域内でのEV製造サプライチェーン構築を急ぐ欧州

欧州自動車工業会(ACEA)によると、2020年の欧州(注1)の電動駆動乗用車(注2)の新車登録台数は136万4,813台、前年比で2.4倍と大きく拡大した。乗用車全体では、前年比で24.3%減となるなど低迷する中でも、堅調な伸びを維持している。EUは電気自動車(EV)の最も重要な部品であるバッテリーの域内調達促進を目指しており、こうした状況は中国企業にとって、魅力的となっている。中でも、ここ最近はドイツへの進出が相次ぐ。
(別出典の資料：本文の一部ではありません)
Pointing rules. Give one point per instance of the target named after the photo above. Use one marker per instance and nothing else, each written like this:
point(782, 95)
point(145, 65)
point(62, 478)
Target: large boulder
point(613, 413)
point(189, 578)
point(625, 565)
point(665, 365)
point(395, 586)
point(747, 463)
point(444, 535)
ドイツのザールラント州政府と中国のリチウムイオン電池メーカーの蜂巣能源科技(SVOLT)は2020年11月17日の共同記者会見で、同州にバッテリーセル工場とバッテリーモジュール・パック工場を建設する計画を発表した。セル工場の生産能力は段階的に拡大していく計画で、工期は2021年初めから2023年末まで。生産能力は6ギガワット時(GWh)から始まり、段階的に6GWhずつ拡大し、最終的に24GWhとなる予定。これは、年間で30万~50万台分のEV向け電池を生産する能力に相当する。これら2工場の建設に総額で最大20億ユーロを投資し、従業員数は最終的に2,000人となると見込む。


SVOLTのバッテリーパック(SVOLT提供)

相次ぐ中国バッテリーメーカーのドイツ進出

ドイツに生産拠点を構える中国のバッテリーメーカーはSVOLTが初めてではない。北東部に位置するザクセン・アンハルト州の経済・学術・デジタル化省傘下の投資誘致機関のザクセン・アンハルト投資・マーケティング公社は2019年5月8日、中国のリチウムイオン電池メーカー孚能科技(ファラシス・エナジー)が同州にバッテリーなどの生産工場を建設すると発表した。ファラシスは、2019年にシュツットガルトに設立した子会社ファラシス・エナジー・ヨーロッパを通して、新工場に6億ユーロ超を投資する。新工場では、バッテリーセル、モジュール、バッテリーパックを生産する計画で、従業員数は最終的に600人以上になる予定。新工場は2022年末に生産を開始し、生産能力は、当初の年6GWhから10GWhへと拡大していく計画だという。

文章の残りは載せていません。